The findings of the report undercut previous statements made by homeland security officials and Mr. Trump, who has pointed to his decision to implement travel restrictions against China, Iran and more than two dozen European countries as evidence that his administration responded aggressively to the pandemic. While Kenneth T. Cuccinelli II, the acting deputy secretary of homeland security, said the screening helped “reduce and delay the biggest peak in the virus,” many American citizens returning to the United States have also reported a lack of screenings.

The release of the report also comes as new evidence emerges that the tidal wave of infections that has killed more than 75,000 Americans came largely from New York City, via travelers from Europe, not China.

“Due to denials and delays, the administration lost critical time it could have used to prepare and build up capacity to mitigate — a capacity we are now struggling to build while the virus wreaks havoc in our hospitals and homes,” said Representative Raja Krishnamoorthi, an Illinois Democrat who is chairman of the House Oversight subcommittee on economic and consumer policy.

The Department of Homeland Security did not respond to requests for comment. When pressed over whether his administration responded early enough to combat the pandemic, Mr. Trump has repeatedly pointed to one of his favored topics: border restrictions.

“I think we’ve made a lot of really good decisions,” Mr. Trump said during a White House briefing last month. “The big decision was closing the border or doing the ban — people coming in from China.”

In addition to barring foreigners from China, Iran, the United Kingdom, Ireland and much of Europe, he has also cited the risks of spreading the coronavirus to effectively seal the southwestern border to asylum-seeking migrants.

More than 16,700 migrants were stopped by border officials in April, according to Customs and Border Protection data released Thursday, down from more than 34,000 in March and a steep decline from last May’s total of 144,116 — the highest single monthly total of border arrests in more than a decade.
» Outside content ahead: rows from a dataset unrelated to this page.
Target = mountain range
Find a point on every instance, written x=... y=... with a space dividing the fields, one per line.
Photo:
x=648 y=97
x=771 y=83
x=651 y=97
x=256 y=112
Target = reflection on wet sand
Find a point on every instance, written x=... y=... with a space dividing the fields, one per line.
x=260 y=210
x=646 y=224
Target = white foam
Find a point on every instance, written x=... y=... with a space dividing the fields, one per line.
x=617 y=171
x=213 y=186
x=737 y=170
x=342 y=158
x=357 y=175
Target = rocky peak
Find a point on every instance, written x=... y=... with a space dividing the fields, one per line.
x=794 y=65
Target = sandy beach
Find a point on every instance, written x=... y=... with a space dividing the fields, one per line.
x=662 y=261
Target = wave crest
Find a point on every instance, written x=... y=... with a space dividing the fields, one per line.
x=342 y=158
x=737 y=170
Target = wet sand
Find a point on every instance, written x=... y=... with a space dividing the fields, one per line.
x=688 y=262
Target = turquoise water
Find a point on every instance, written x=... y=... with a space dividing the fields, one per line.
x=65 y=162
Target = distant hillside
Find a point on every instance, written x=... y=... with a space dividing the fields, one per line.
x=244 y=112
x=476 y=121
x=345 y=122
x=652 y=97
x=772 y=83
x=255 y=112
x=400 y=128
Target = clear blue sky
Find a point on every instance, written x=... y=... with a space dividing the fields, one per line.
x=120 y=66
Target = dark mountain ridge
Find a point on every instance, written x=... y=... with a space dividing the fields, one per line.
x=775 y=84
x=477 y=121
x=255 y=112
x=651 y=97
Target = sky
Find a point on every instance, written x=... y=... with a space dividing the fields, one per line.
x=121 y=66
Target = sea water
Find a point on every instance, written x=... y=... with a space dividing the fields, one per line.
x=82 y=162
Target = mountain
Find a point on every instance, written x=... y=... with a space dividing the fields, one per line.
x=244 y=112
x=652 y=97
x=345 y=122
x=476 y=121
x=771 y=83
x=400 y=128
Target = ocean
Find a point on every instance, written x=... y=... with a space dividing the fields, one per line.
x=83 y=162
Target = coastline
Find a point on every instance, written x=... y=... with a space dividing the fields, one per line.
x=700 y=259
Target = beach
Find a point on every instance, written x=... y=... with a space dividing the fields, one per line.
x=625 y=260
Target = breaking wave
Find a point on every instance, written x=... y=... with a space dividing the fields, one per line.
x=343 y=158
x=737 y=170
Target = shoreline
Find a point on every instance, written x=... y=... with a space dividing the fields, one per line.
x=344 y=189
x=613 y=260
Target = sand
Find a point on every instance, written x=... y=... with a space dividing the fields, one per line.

But Customs and Border Protections officers used authority granted to the surgeon general to immediately turn away 14,416 of those migrants last month without the chance to have their claim of fear heard.

While the administration’s border restrictions have prevented migrants, many fleeing violence and persecution, from entering the United States, the congressional report found that American citizens returning from coronavirus hot spots overseas passed too easily through controls.

After announcing the barring of foreigners from China in late January, Mr. Trump expanded the travel restrictions to more than two dozen European countries in March. American citizens returning from those countries or South Korea were funneled to 13 designated airports, where they were met by a customs officer, asked questions about their travel and medical history, and could be referred to a screening by a medical official.

But Mr. Trump’s erroneous announcement from the White House that he would be “suspending all travel from Europe to the United States,” when it only applied to foreigners, sparked a race to return to the U.S. and chaotic crowds at airports. Administration officials “were so focused on getting staffed up” that they did not address the need for social distancing measures before the restrictions were implemented, according to a statement from the oversight committee.